この船にワクチンがあれば手っ取り早かったのだろうが、やはり世の中そう甘くはない様だ。
しかし相手は宇宙人か。
きっととんでもない超技術の兵器を相手にする事に成るだろう。
俺が勇者だとはいえ、これは骨が折れそうだ。
しかし宇宙を渡れるだけの技術がありながら、なんで雌ゾンビウィルスなんて物を使ったんだろうか。

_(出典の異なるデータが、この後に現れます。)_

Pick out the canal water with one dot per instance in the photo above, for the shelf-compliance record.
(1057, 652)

その気になればそんなまどろっこしい真似をしなくても人類を簡単に滅ぼせそうな気がするんだが。
「所で何でオーガニック星人はウィルス何かを?」
「オーガニック星人は殺戮を嫌うらしいそうです。だからウィルスで短命かつ子孫の残せない状態にして、相手が滅びるのを待ってからこの星に移り住む気何だと思います。それにウィルスはターゲットをコントロールできるように変化させられますから、不必要な自然を破壊を避ける意味もあるかと」
成程、自然破壊を避けて人類を滅ぼすというなら理にかなってるな。
まあでも短命にして死ぬのを待つって、殺したも同然な気がするんだが。
宇宙人的の判定がよく分からん。
ん?待てよ?
短命?
「あの……短命って?」
「雌ゾンビの寿命は約2年程度らしいです」
「2年!?」
え?ちょっと待って、2年しか持たないのか!?
いや、ゾンビだから腐ってるし2年持てば上等とも……いやいやいや、そもそも腐ってないし……
ああ、もう!落ち着け俺!
俺は気持ちを落ち着かせるように大きく深呼吸する。
とにかく今は落ち着いて。
そして確かめなければならない。
いつウィルスがばら撒かれたかを。
タイミング次第でもう殆ど時間が無いというのもあり得る。
「ウィルスって……いつばら撒かれたか分かりますか?」
「役1年と10か月前です」
あと2か月しか残ってねぇ!?
こりゃさっさと動かないと、その後の対処――子作りは兎も角――冗談抜きで人類が滅んでしまう。
俺は早速彼女にオーガニック星人の居場所を尋ねた。